Now that I’m on page itself (pg 30, if you can’t rip one from the hands of a dead relative) was actually submitted my none other than my mom. I hope she doesn’t get mad.

5 Tbs butter, cold
1 3/4 cup flour
1/2 tsp salt
2 tsp baking powder
1 tsp sugar
1/2 tsp baking soda

This makes about 12 or so. Double the recipe. You’ll eat 6 yourself.

Put all the dry ingredients in a bowl (don’t sift). Cut in the butter, mix with the divider until the pieces resemble peas.
Turn the though on to a floured board. Keep additional flour handy.
Knead it gently for about a 1/2 minute.
Pat the dough to the thickness of 1/4 inch.
Cut with a biscuit cutter (the round, metal cookie cutters sold at every Target or cooking shop)
Bake 10-12 minutes.

NOTE: A righteous debate has evolved in our immediate family about the merits of rolling vs not rolling. It’s equivalent to heresy. For generations, the dough has been “patted,” not flattened with a rolling pin. The logic was that the more “movement” of the dough, the higher likelihood that the biscuits will turn out more like hockey pucks, hard and flat, than a nice, flakey bread product. So, for years, I’ve abided by this simple rule, invariably patting vs rolling, only failing when I over-handled the dough.

Along comes my sister, who bettered us. She defied tradition, and kneaded the bread for a solid 5 minutes, about as long as one would need dinner rolls. Mind you, she didn’t use a rolling pin at all–hand-kneading is the skill of moving the bread together on either side, flipping it, pushing down, then flipping it again, so all corners/sides of the bread are engaged. Hence, the requirement for the flour.

Her results were amazing. Not only did the biscuit rise higher, it was also flakier.

When I have time, I’ll go with her method.
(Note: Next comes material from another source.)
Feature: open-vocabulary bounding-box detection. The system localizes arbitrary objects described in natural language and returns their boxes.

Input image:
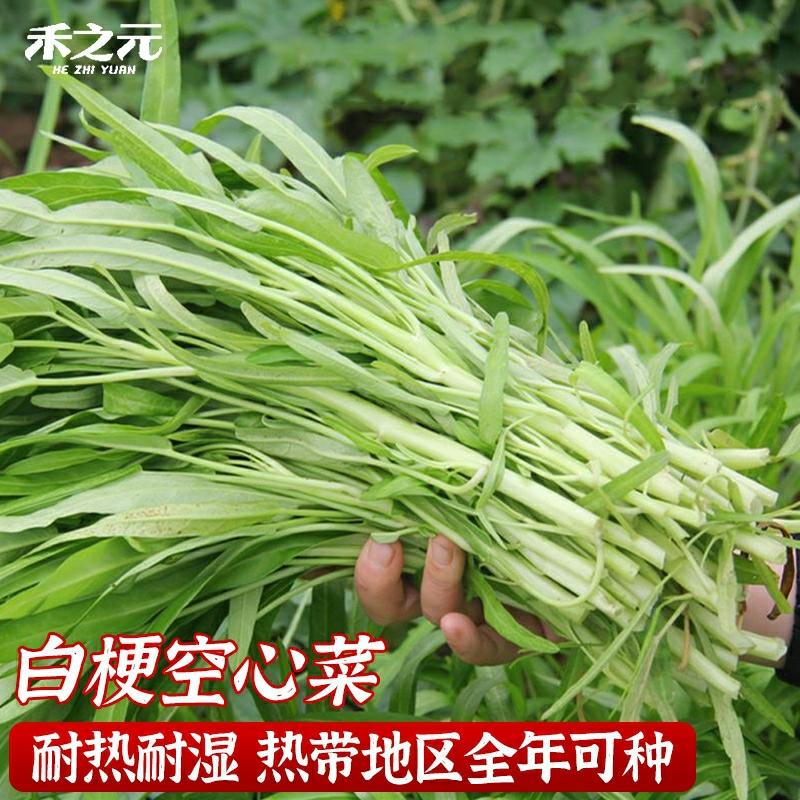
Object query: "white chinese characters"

All other times, I whip these up when guests have already arrived, pop them in the oven when the other food is resting or cooling. Just before guests are going to sit down at the dinner table, I’ll put the biscuits in the oven and serve piping hot biscuits with dinner.

A word to the wise–these don’t do well when sitting on the counter, pre cooked. It’s sometimes a pain, but the prep and cook need to be done one after the other, not with hours in between. The result are hard, crusty biscuits–the anti-biscuit if you will.

Make sure to have lots of soft butter and jam available. I almost always sneak in 1 or 2 of these before I serve them, because I love them piping hot. Enjoy.